Bir toplumun kalkınmasında kadına verilen değerin ve onun saygın bir karakter olarak görülmesinin çok önemli bir yeri vardır. Kadının şahsiyetinin ve saygınlığının korunması, ona gerekli değerin verilmesi noktasında hem kadınlara hem de erkeklere çok büyük sorumluluklar düşmektedir.
Kadınların en büyük sorunu onlar için önceden biçilmiş geleneksel rollerinin varlığıdır. Toplumun zihinsel kodlarına yerleşmiş olan namahrem algısı, kadının sosyal hayatta en büyük engeli konumundadır.
Namahrem kelimesinin kendisine nikâh haram olmayan anlamı vardır. Bir bayanın, babası, kardeşi, dayısı, amcası ile nikâhlanması haramdır (nikah uygun değildir). Bu sebeple onların yanında bulunabilir. Fakat namahremden (nikâhın haram olmadığı kişilerden) kaçınması, onlara gözükmemesi gerekir. Bu algı kadının toplumsal rolünü aşırı derecede sınırlandırmış ve onu evin içine hapsetmiştir.
İslamiyet’ten önce Arap toplumunda kadın ailenin ana unsuru konumunda değildi. Cahiliye döneminde kadın, erkeğin belirli ihtiyaçlarını gidermek için yaratılmış bir cinsi latif olarak algılanmaktaydı. İslamiyet ile birlikte kadına değer verilmesine rağmen cahiliye döneminin eski alışkanlıklarından hemen kurtulmak da mümkün olmamıştır. Türklerde yuvayı dişi kuş yapar, mantığı Arap toplumunun kültürel kodlarında yer edinmemişti.
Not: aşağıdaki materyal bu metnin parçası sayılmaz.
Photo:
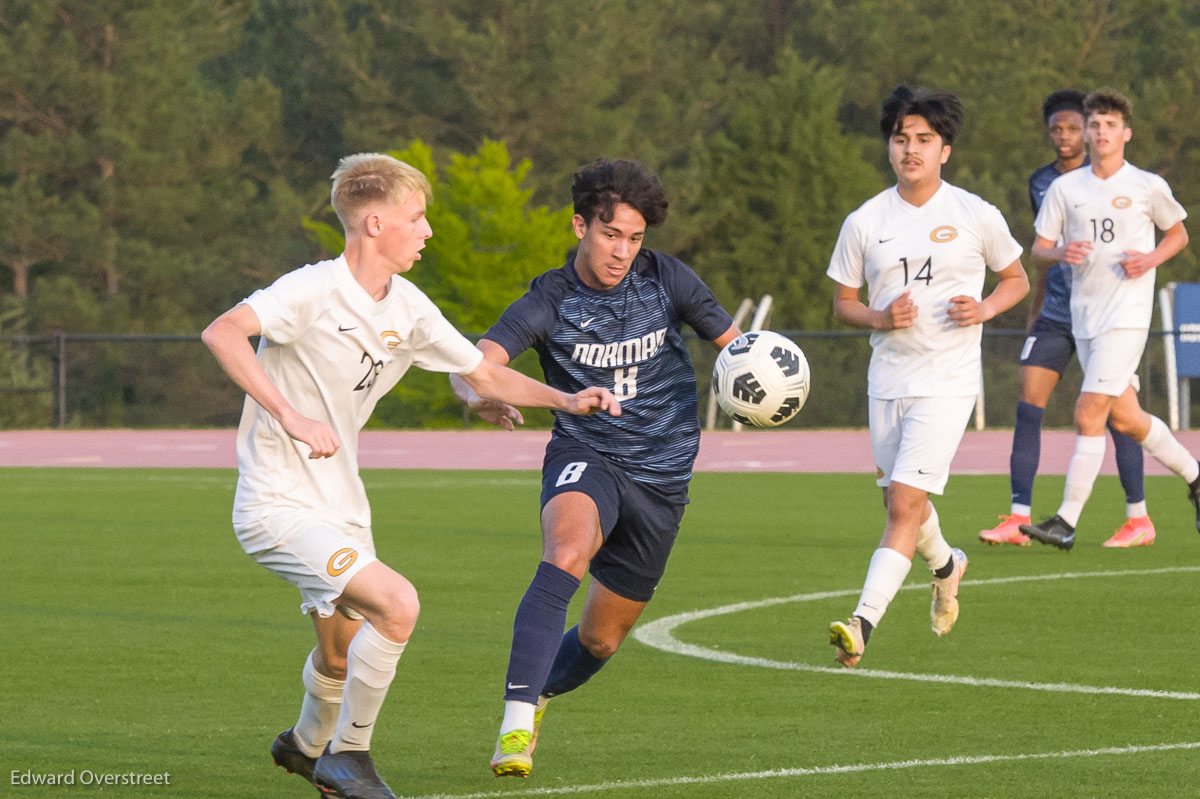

Türklerin geleneğinde evlenmek, ev edinmek, evin içinde ortak bir yaşam alanı kurmak ve evin bir parçası olmak anlamını taşımaktadır. Eski Türk kültüründe kadın eştir. Eş ise bir nesnenin diğer yarısı anlamını taşımaktadır. Evlenmek ve eş olmak iki ruhun tek ruh olması, birbirleri ile çelişmemeleri amacını gütmektedir ki evlenen kişilerin yemek, müzik, kültür tarzları zamanla özdeşleşmektedir. O zaman kadın ailenin en önemli asli unsuru haline gelmektedir.
Fakat Arap toplumunda kadının evlenme- evin bir parçası olma algısı yoktu. Kadına bir nesne gözü ile bakılmaktaydı. İlahiyatçı Prof. Dr. Yusuf Yörükan bu konuda şöyle söylemektedir: “Türklerde nikah, aile bağıdır. Araplarda nikah muayyen ihtiyaçları meşru kılmak vesilesidir. Hz. Ömer ve Hz. Ali’nin alıp boşadıkları kadınların listesine bakınız. Buradan anlarsınız ki, kadın aileye bir uzuv olarak girmiyor, birtakım hizmetleri ifa için geliyor. Kadın bunu bilmektedir, çünkü bu kültürde yetişmiştir. Bu nedenle ne diğer kadınları ne kıskanır ne de boşandığı zaman başka bir erkeğe varmaktan eza duyar. Bundan dolayı bir Arap erkeği kadını çocuğu emzirmeye mecbur edemez, ev işlerini gördüremez.” demektedir.
Türklerde yerleşmiş süt annesi kültürü yoktur, Türk annesine verilecek en büyük ceza onu çocuğunu emzirmekten men etmek olur. İddiasını ispat için yazısının devamında Yörükan: “Atike isminde bir kadın Hz. Ebubekir’in oğlu Abdullah’ın zevcesidir. Abdullah zevcesine tutkun olduğu için Hz. Ebubekir oğluna bu kadını boşattırıyor, daha sonra bunlar tekrar evleniyorlar. Abdullah şehit oluyor, kadını Hz. Ömer alıyor, sonra Zübeyr ibn-i Avvam alıyor. Sonra Ali istiyor, fakat kadın kendisinin uğursuz olduğunu ve Hz. Ali’ye varırsa şehit olmasından korktuğunu bahane ederek varmıyor. Sonra Hz. Ali’nin oğlu Hz. Hüseyin bu kadını alıyor. ” Bütün bunlar Arap toplumunda kadının bir meta olarak görüldüğünü, boşanıp başka birisi ile evlenmenin çok kolay gerçekleştiğini göstermektedir.
Bir toplumun ilerlemesinin ana unsuru, kadına hakkı olan değeri vermekten geçmektedir. Bu konuda hem kadının hem de erkeğin bilinçlenmesi gerekmektedir. Erkeğin eğitimsiz ve hoşgörüsüz olduğu bir ortamda kadınların kendilerini gerçekleştirme şansları daha azdır. Çok zor şartlar altında erkeğin yapamadığı başarıları elde eden kadınların tanıtılması, onların model olarak sunulması topluma örnek oluşturması için çok önemlidir.
Not: Yusuf Ziya Türkkan’ın “Müslümanlıkta Dini Tefrika” adlı kitabı önemli bir kaynaktır.